German Foreign Minister Frank-Walter Steinmeier said on Friday that neither he nor Chancellor Angela Merkel plan to attend the Beijing Olympics opening, but implied this was not linked to Tibet.
“The sports minister does not plan to participate, and I don’t think the Chancellor or I will,” he told reporters while attending an EU summit in Slovenia. He added that there had been “no need to scrap anything” as there had never been any plans to attend the grand Olympic opening in the Chinese capital on August 8.
The German Olympic Committee also added its two cents on Friday, confirming its opposition to a boycott of the games to put pressure on China politically. The sporting associated said it was concerned about the situation in Tibet, but a boycott was “not an appropriate measure to resolve the regions problems for good” and the Olympics “must not be used for political pressure.”
That stance – rejecting any sort of boycott – is one that has largely been shared by the German media. The country’s most influential opinion pages this week have almost exclusively come out against an Olympic boycott. However, their reasoning for taking part in the Beijing Games almost always has little to do with the official line.
Berlin’s centrist daily Der Tagesspiegel makes comparisons to the 1936 Berlin Olympics that took place under the shadow of the Third Reich and are often called “Hitler’s Games” in Germany. Whereas Nazi propaganda minister Joseph Goebbels was able to present choreographed and harmonious image to the rest of the world, China cannot manipulate public opinion in this day and age, the paper argues.
“Hitler’s Reich appeared before the eyes of the world as a peace-loving host country. But in Beijing there won’t be a Leni Riefenstahl to create beguiling images of competitive sports heroism that offer the military a comfortable place to hide.”
The paper points to the protest at the ceremony in Greece lighting the Olympic torch as proof that China will not have an easy ride in the coming months. The paper condemns the catastrophic attitude toward the freedom of the press shown in China’s reporting on the events in Tibet and calls for an information offensive by the international media – before the symbolic Olympic flame is extinguished on the way to Beijing.
“The unrealized boycott of the Nazi Games must now, 72 years later, lead to the unflinching examination of the lacking human rights in Tibet – and in the rest of China,” writes Der Tagesspiegel.

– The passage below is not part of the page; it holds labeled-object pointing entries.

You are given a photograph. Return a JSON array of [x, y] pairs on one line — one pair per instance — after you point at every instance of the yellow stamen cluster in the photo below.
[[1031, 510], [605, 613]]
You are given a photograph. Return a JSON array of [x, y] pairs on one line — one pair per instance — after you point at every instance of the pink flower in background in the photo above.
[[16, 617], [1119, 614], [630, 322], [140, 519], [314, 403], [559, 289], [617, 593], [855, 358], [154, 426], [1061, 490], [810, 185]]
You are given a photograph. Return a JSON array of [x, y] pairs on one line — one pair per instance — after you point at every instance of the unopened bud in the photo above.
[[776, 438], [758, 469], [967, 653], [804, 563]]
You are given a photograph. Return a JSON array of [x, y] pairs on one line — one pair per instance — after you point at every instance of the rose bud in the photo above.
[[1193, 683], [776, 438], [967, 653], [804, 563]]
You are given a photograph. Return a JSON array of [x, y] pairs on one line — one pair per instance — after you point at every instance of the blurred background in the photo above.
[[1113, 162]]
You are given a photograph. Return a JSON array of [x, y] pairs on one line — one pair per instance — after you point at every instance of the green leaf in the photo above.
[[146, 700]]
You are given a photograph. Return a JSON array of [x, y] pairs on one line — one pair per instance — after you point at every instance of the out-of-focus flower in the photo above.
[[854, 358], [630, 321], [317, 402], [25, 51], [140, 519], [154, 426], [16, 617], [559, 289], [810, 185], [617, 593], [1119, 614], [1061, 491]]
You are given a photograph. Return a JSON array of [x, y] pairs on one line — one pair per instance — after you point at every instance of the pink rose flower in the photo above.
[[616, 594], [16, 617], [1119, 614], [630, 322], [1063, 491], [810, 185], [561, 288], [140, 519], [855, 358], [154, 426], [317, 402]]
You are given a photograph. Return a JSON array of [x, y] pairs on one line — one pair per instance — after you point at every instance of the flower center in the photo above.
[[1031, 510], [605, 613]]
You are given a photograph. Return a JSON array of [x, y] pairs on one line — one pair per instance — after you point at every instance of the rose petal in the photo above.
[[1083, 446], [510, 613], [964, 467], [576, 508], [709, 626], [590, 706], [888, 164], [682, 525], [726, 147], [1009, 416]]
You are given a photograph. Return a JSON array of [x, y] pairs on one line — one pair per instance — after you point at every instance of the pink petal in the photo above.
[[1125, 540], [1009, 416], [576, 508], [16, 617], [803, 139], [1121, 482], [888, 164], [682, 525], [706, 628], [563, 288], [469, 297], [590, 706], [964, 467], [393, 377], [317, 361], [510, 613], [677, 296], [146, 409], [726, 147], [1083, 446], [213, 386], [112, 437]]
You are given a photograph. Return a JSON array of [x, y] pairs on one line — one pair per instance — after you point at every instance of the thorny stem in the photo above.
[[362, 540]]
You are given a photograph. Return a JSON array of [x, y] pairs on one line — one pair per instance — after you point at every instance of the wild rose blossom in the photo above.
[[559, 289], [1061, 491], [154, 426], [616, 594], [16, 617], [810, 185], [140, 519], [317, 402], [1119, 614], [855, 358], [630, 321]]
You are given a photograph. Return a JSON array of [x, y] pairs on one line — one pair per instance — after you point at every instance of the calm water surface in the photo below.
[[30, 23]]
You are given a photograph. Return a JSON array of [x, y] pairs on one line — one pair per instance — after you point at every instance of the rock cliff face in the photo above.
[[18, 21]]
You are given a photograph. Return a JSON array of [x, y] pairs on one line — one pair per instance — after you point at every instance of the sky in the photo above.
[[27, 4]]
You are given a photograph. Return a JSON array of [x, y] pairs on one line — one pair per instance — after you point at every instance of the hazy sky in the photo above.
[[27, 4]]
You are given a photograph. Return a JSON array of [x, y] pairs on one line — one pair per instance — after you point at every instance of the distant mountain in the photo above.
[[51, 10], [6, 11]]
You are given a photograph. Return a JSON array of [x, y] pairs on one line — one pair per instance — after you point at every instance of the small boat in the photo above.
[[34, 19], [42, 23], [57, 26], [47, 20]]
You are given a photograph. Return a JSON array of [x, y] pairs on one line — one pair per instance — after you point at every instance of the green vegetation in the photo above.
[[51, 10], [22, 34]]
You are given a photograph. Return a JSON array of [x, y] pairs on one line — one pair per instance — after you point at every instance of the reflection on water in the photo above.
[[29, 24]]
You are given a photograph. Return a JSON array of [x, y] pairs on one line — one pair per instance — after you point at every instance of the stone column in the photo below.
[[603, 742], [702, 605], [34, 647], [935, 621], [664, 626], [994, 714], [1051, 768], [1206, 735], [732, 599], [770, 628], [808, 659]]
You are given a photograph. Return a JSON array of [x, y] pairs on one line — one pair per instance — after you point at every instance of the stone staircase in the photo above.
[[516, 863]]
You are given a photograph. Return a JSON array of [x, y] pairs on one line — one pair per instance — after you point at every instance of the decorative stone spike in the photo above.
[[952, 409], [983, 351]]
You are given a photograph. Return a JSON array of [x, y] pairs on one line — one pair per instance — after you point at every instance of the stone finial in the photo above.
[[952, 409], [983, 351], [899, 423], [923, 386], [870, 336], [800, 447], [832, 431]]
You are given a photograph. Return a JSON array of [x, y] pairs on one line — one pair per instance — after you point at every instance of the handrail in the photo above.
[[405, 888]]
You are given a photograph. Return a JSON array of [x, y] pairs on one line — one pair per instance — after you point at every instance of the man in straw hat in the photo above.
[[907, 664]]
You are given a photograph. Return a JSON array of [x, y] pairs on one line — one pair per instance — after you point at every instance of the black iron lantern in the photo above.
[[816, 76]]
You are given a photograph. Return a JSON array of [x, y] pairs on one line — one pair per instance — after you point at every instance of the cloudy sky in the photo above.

The left-wing Tageszeitung considers a boycott counterproductive just like the German government – but for entirely different reasons. The TAZ writes that the protest at the torch lighting ceremony shows why it’s important to go to the Olympic Games: “Exiled Tibetans have announced they will stage further protests along the 97,000-kilometre route that the Olympic torch will travel around the world.”
The paper urges activists and the media to seize the opportunity to press China on its miserable human rights record – something than can only be done if the Summer Games go on. “The Olympic Games in Beijing aren’t simply a sporting and commercial event. They are also political games and China’s regime should not be allowed to get away with its human rights abuses.”
The conservative daily Frankfurter Allgemeine Zeitung also calls into question the motives behind any boycott. How can athletes in Beijing make clear that their participation doesn’t make them complicit in China’s actions both at home and abroad without risk being stripped of their medals? “Will an Olympic champion lose his gold if he wears a ‘Free Tibet’ shirt on the at the awards ceremony?” asks FAZ. “Professional athletes cannot survive with a conscience these days.”
Munich’s centre-left Süddeutsche Zeitung addresses the disconnect between asking athletes to take a moral stand that isn’t asked of anyone else – for example, the countless western companies doing business with China. “There are no easy answers. But the fixation on a yes or no to a boycott suggests the opposite,” the daily writes. “As if this decision would help a Tibetan monk whose monastery is surrounded by the army or a dissident fighting for freedom of speech would be protected after the Games were over.”